There are freestanding environments, like those used for software in cars, washing machines and such. The memory access is direct (..lets assume). What this means is that no one cares what the program accesses, because the device is running just one program. Then it becomes internal issue for your code to coordinate its activities, so that two program fragments do not step on each other's feet. The library routines like malloc and free help you to do exactly that. Using malloc tells the run-time - give me some memory range that I can use to store information and don't let others use it for different purpose until I free it. Of course, your code has to coordinate with the memory management routines and behave properly, or the trick wont work.

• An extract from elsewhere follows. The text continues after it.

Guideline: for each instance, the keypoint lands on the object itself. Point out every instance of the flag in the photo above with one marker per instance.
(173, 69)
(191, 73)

Regarding realloc. The proper way to allocate memory in C++ is to use new, new[], delete, delete[]. This guarantees that the initialization code in object constructors is always executed before the storage is used and the clean-up code in object destructors is always executed before the storage is released. If you work with fundamental types (char, int...) or with POD types (C-like structures) that is not an issue, but you should try to be consistent. However, for some systems realloc provides faster alternative then allocating new memory block and copying the data from the old one. First, realloc can use free space after the current block to make it grow. The old contents are preserved. However, there is no guarantee that such trailing free space is available, and realloc may have to find large enough spot to place the new enlarged block, and also copy the contents of the old one. So, you can not expect that the location of the data will be preserved. You have to update all pointers and references to the new location after realloc. Still, realloc can perform better than manually doing malloc and copying in some OSes. This has to do with the virtual memory management I mentioned before.
In summary: realloc will provide block of memory with the size you request. The old data will be preserved, but is likely that the location will change. realloc returns the new location. You should not use realloc to grow buffers by small amounts, because it is generally not a cheap operation. realloc should be used in preference to malloc and memcpy.